And so it proved. Petit appeared in white and began walking the wire sometime after six. During his crossings two performers with whom he has worked before did their stuff from time to time. Paul Winter played the saxophone and Melissa Leo, the actress, read texts written by Petit himself.
I had been unsure how I was going to react to his performance. This was not the Impossible—the Eiffel Tower, the Sydney Opera House—this was a walk above the LongHouse pond. But Philippe Petit had spoken to this issue earlier. “I have the luck of not being born in the circus,” he told me. “So I didn’t follow the tradition of the costume, the pratfall, the danger. I came from the world of opera, theater, poetry, art, and therefore when I learned by myself the wire what I wanted to do was not to frighten my audience but to inspire them. I dedicated myself to walking, you know, the art of walking, which is so simple that it is extremely difficult.”
And to do what for most is not possible?
“Yes. Yes. People are touched by seeing somebody walking in the sky because they cannot imagine being there. It is like a miracle. And to me too when I see a wire walker, talented or not, think a miracle is happening now!”

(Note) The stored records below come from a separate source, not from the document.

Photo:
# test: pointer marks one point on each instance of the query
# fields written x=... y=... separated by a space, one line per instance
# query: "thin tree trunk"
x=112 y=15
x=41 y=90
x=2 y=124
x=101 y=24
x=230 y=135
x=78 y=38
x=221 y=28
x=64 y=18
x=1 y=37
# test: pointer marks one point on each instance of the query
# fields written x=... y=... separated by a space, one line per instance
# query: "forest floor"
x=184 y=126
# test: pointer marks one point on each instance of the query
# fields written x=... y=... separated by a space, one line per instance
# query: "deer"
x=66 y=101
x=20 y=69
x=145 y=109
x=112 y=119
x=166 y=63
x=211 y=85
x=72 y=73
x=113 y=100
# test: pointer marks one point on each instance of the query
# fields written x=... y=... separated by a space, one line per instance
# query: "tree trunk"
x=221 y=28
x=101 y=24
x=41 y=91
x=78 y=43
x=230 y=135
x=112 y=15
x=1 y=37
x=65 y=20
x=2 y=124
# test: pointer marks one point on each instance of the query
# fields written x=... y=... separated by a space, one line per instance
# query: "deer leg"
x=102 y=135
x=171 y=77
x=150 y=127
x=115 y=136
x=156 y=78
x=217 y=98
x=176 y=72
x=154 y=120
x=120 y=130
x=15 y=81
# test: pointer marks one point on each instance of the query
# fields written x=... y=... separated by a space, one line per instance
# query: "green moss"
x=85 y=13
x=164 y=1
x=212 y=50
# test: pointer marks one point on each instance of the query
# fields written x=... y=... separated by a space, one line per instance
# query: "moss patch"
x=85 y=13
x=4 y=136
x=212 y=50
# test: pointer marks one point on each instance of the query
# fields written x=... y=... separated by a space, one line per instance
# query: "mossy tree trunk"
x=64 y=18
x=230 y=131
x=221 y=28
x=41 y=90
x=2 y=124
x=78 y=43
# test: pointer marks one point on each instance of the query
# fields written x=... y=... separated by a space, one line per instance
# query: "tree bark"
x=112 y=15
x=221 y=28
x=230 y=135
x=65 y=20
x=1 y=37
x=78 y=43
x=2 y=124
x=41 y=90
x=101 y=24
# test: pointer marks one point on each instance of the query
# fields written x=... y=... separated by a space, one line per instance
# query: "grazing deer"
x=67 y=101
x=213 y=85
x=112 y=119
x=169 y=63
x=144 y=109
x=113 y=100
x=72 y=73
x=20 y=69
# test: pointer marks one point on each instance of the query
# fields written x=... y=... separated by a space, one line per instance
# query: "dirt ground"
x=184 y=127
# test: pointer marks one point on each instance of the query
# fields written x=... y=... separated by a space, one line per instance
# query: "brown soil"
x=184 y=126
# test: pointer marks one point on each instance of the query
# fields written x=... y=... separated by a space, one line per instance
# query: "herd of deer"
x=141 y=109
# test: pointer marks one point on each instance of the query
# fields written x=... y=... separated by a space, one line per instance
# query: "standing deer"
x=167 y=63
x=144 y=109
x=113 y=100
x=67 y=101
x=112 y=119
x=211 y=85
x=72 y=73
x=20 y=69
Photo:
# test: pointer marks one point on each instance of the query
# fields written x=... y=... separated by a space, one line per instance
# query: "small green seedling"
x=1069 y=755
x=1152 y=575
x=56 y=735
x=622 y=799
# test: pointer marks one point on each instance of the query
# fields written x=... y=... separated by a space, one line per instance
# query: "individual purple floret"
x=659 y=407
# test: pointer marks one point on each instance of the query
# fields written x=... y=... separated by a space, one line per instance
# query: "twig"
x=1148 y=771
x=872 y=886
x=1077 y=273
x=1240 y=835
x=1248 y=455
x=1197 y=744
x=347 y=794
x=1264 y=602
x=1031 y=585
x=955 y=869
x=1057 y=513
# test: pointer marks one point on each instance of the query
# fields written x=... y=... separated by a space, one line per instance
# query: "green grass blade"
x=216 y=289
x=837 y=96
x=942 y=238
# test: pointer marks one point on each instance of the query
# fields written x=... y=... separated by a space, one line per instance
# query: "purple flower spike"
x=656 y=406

It’s a matter of self-definition. Petit isn’t Nik Wallenda, walking Niagara Falls, and he’s certainly not Evel Knievel. He makes performance art.
Petit walks the wire back and forth four times, varying the walks with little routines from time to time. At one moment, he walks forward jauntily, as though walking onto a dance floor, at another he lifts one leg, then another. At yet another, he lays down full length on the wire. I learn that these were precisely the routines he had used during Le Coup, as he calls the World Trade Center walk, and that this wire is the same length as the World Trade Center wire. It’s a very specific piece. Like a battle scene, frozen in time on a Greek vase.